Information Barbarians
Friday, January 27, 2017 at 02:09PM
Charlie in Digital Financial Reporting

We live in the Information Age (also known as the Computer Age, Digital Age, or New Media Age).  The Information Age was brought about by the Digital Revolution.

But many business professionals, including accounting professionals, are information barbarians. Their information tools are primitive and unsophisticated. Their information skills, let's just say, lack refinement and grace.

How did this happen? It seems to me there are three reasons:

  1. A rapid pace of change.
  2. College education is not keeping up.
  3. Supplemental learning is not appropriate.

There could be other reasons.  How we got where we are is likely interesting, but what is more important is fixing the problem. 

One wrong approach to fixing the problem is the "learn to code" hysteria. As I have pointed out, I am not alone in thinking that "learn to code" is misguided. And besides, as I also pointed out, the Wired magazine article The End of Code points out that we won't be "coding" in the future, we will be training computers like we train dogs.  Sure, learning to code would not hurt anything.  But, learning to code will not turn an information barbarian into a civilized member of the information age.

Another wrong approach was proposed by the CFA Institute in a paper. While the CFA Institute did articulate an excellent vision of how structured data can be used to fix the currently inefficient process (i.e. barbaric) of financial reporting; they call for auditors to receive "increased education in technology".  Personally I think that is not the right approach.  The right approach is to provide auditors with better software tools.

I am not sure if is a complete solution to the problem, in fact I don't think that it is.  But part of the problem business professionals have will be solved by understanding a set of 15 principles that I find helpful when thinking about digital financial reporting.  Here is a summary:

  1. Prudence dictates that using financial information from an XBRL-based digital financial report should not be a guessing game.
  2. A near zero defect financial report is useful, a defective financial report is not.
  3. Rules prevent anarchy.
  4. The only way to achieve a meaningful exchange of information without disputes is with the prior existence of and agreement as to a standard set of technical syntax rules, business semantics rules, and workflow rules.
  5. Explicitly stated information or reliably derived information is preferable to implicit information.
  6. Digital financial reports can be guaranteed to be defect free using automated processes to the extent that machine-readable business rules exist.
  7. When possible to effectively create, machine-based automated processes tend to be more desirable than human-based manual processes because they machine processes are more reliable and cost less.
  8. Computers have limited reasoning capacity.
  9. Business rules should be created by knowledgeable business professionals, not information technology professionals.
  10. The stronger the problem solving logic, the more a machine can achieve.
  11. Catastrophic logical failures are to be avoided at all cost; they cause systems to completely fail.
  12. Complexity cannot be removed from a system, but complexity can be moved.
  13. Part of a system is not really that useful.
  14. Simplicity and simplistic are not the same thing.
  15. Apply double-entry bookkeeping procedures, processes, and techniques to digital financial reports.

There is nothing technical or hard to understand about those principles.  Most are simply common sense.  But, if you don't have that framework it is hard to keep in mind what is important.

In another Wired article, Barack Obama, Neural Nets, Self-driving Cars, and the Future of the World, the ex-president pointed out another issue:

"There are gonna be a bunch of choices that you have to make, the classic problem being: If the car is driving, you can swerve to avoid hitting a pedestrian, but then you might hit a wall and kill yourself.
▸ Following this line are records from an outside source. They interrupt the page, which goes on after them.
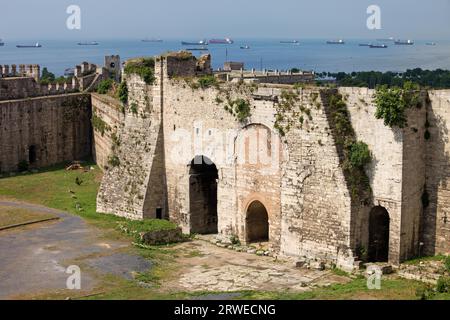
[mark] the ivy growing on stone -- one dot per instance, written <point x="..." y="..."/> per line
<point x="99" y="125"/>
<point x="144" y="67"/>
<point x="105" y="86"/>
<point x="392" y="103"/>
<point x="122" y="93"/>
<point x="114" y="161"/>
<point x="354" y="154"/>
<point x="240" y="108"/>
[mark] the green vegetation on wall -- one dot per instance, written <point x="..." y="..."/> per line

It's a moral decision, and who's setting up those rules?"

As I previously pointed out, that statement which relates to self-driving cars points out two things that accounting professionals and other business professionals need to consider when thinking about something like intelligent XBRL-based digital financial reports:

  1. WHO: who writes the rules, the logic, which software follows,
  2. HOW: how do you write those rules and put them into machine-readable form and get all this to work reliably?

The changes will not be from sustaining innovations, they will be disruptive innovations.  Things like XBRL are new knowledge media that offer completely new capabilities.  As the currently barbaric financial reporting processes are transformed, one should consider learning from other such transformations.  For example, the evolution of drafting from vellum to computer, can be learned from. Emulate the good, avoid the bad.

In my view, what business professionals need to understand to thrive in the information age are the following two fundamental things:

That is really it. None of this needs to be a mystery or some "black box" that you don't understand how to properly employ. Artificial intelligence is more than a buzz word; but right now there is a lot of hype related to that word.  On the one hand, don't fall for the sales pitches of the many snake oil salesmen.  On the other hand, don't ignore good capabilities.